In this paper we propose a novel modification of CLIP guidance for the task of backlit image enhancement. Our work builds on the state-of-the-art CLIP-LIT approach, which learns a prompt pair by constraining the text-image similarity between a prompt (negative/positive sample) and a corresponding image (backlit image/well-lit image) in the CLIP embedding space. Learned prompts then guide an image enhancement network. Based on the CLIP-LIT framework, we propose two novel methods for CLIP guidance.
First, we show that instead of tuning prompts in the space of text embeddings, it is possible to directly tune their embeddings in the latent space without any loss in quality. This accelerates training and potentially enables the use of additional encoders that do not have a text encoder.
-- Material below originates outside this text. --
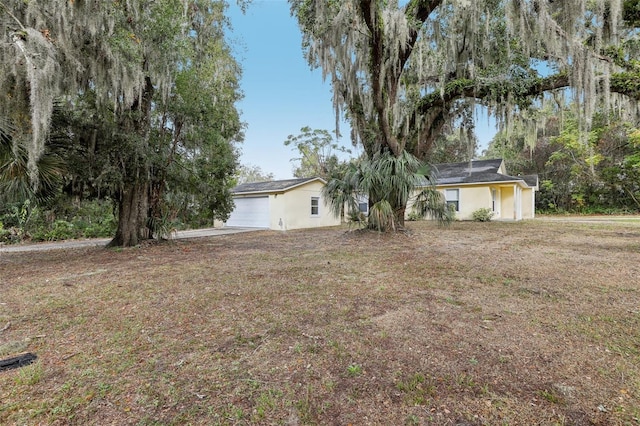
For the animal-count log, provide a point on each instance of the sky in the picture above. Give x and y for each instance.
(281, 92)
Second, we propose a novel approach that does not require any prompt tuning. Instead, based on CLIP embeddings of backlit and well-lit images from training data, we compute the residual vector in the embedding space as a simple difference between the mean embeddings of the well-lit and backlit images. This vector then guides the enhancement network during training, pushing a backlit image towards the space of well-lit images. This approach further dramatically reduces training time, stabilizes training and produces high quality enhanced images without artifacts.
Additionally, we show that residual vectors can be interpreted, revealing biases in training data, and thereby enabling potential bias correction.

In RAVE we exploit arithmetic defined in the CLIP latent space. Using well-lit and backlit training data, we construct a residual vector, which will then be used for enhancement model guidance. This is a vector that points in a direction moving from backlit images to well-lit images in the CLIP embedding space. We then use this vector as guidance for the image enhancement model during training. This will train the image enhancement model to produce images with CLIP latent vectors that are close to the CLIP latent vectors of well-lit training images.

We report quantiative results for our methods trained in paired and unpaired training data setups. In the case of paired data each backlit training image has a corresponding well-lit image in the training data. In the case of unpaired data backlit and well-lit training images might be of completely different semantics. Results of our methods show that RAVE achieves state-of-the-art performance in both of these settings.